Frontiers in Chemistry and Chemical Engineering
Xiao Wang is an associate professor in the Department of Chemistry at MIT and a core institute member at the Broad Institute of MIT and Harvard. Her lab develops and applies new chemical, biophysical, and genomic tools to better understand tissue function and dysfunction at the molecular level. Wang joined the MIT and Broad after conducting postdoctoral research at Stanford University with Professor Karl Deisseroth, where she was a postdoctoral fellow of the Life Sciences Research Foundation. At Stanford, she developed comprehensive methods for analyzing RNA in intact tissues that merge sequencing with imaging, in order to reveal the locations of various cell types in the brain. Wang received her B.S. in chemistry and molecular engineering from Peking University in 2010 and her Ph.D. in chemistry from the University of Chicago in 2015, where she elucidated the cellular functions of RNA modifications with Professor Chuan He.

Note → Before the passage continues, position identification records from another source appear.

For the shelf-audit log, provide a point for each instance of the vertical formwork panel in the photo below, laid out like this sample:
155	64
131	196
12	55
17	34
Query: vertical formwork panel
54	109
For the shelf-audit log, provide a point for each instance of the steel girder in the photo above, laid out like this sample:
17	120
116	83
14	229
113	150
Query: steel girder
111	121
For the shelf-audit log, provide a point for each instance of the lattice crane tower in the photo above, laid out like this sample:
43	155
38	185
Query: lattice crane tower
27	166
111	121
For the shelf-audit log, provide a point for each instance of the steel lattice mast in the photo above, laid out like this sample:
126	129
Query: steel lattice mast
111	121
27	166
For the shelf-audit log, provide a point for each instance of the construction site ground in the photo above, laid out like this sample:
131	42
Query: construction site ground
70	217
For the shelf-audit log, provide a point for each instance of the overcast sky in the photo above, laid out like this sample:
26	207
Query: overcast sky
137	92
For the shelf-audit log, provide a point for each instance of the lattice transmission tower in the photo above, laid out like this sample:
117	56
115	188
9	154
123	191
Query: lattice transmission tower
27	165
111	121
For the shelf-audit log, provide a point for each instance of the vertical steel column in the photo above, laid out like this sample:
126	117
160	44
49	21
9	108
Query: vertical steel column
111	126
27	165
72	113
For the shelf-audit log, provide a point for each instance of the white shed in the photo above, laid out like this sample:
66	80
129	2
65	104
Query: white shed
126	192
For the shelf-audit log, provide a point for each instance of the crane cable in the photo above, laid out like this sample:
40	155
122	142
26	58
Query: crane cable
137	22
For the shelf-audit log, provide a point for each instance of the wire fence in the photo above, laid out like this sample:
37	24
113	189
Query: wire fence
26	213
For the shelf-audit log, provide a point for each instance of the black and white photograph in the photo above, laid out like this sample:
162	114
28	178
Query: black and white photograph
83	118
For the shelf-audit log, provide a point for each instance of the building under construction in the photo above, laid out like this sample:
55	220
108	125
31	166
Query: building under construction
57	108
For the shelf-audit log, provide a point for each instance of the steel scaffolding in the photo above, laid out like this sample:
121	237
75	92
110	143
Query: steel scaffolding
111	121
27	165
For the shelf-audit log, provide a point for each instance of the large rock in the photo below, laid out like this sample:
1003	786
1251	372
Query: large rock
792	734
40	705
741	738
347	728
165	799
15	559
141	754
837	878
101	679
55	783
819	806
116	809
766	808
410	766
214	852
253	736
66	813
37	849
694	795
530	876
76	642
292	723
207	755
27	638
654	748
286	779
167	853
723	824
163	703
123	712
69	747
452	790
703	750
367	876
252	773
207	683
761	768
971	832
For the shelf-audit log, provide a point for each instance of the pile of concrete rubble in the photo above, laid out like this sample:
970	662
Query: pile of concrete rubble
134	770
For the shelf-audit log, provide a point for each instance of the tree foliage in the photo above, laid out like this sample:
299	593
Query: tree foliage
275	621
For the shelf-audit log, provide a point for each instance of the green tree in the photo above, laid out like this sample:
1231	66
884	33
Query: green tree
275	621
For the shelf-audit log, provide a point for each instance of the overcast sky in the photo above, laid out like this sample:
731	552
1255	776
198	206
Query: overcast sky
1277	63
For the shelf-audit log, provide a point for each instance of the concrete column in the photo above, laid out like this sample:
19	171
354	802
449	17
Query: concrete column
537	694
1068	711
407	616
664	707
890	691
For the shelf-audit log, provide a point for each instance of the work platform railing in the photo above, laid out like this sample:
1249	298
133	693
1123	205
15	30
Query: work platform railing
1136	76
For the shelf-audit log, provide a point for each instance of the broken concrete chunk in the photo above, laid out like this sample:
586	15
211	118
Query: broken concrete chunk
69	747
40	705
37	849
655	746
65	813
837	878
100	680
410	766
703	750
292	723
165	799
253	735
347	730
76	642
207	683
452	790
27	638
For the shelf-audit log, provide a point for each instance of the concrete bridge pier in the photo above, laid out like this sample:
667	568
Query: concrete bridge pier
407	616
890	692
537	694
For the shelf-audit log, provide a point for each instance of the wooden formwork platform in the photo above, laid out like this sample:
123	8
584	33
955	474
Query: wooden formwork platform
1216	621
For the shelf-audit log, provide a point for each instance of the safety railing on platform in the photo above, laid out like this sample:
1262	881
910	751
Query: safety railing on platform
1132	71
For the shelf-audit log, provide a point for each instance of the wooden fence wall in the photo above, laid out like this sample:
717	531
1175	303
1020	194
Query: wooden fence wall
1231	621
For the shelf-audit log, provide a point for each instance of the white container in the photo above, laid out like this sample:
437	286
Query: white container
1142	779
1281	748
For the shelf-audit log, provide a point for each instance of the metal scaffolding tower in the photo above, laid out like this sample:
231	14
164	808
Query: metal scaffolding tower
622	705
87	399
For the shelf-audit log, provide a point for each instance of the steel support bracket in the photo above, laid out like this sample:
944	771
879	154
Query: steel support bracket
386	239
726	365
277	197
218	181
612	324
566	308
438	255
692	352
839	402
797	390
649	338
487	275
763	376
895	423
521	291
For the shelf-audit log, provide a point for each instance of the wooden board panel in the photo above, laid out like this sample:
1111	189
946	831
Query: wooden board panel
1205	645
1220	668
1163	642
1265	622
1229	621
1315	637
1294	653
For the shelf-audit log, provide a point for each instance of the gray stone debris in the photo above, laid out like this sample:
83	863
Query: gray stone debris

The intricate network of cell functions relies on gene expression programs. At the core of this process lies the RNA life cycle, which deciphers both the protein-coding and regulatory DNA sequences, ensuring protein products are synthesized in the right place at the right time. To better understand RNA-centered gene regulation, we first need a panoramic view of the whole mRNA life cycle directly within intact cells and tissues, encompassing synthesis, processing, transport, and translation, and degradation, which is currently obscured by limited analytical tools. In my presentation, I will first introduce our tool development of novel spatiotemporal measurements at unprecedented resolution and scale using in situ sequencing to probe the intricate dynamics of the RNA life cycle. Beyond mapping the RNA life cycle in heath and disease, I will also discuss how we have translated our knowledge of post-transcriptional gene regulation principles into next-generation RNA vectors and drugs by expanding and engineering the alphabet, structure, and topology of synthetic RNAs with unnatural chemical modifications.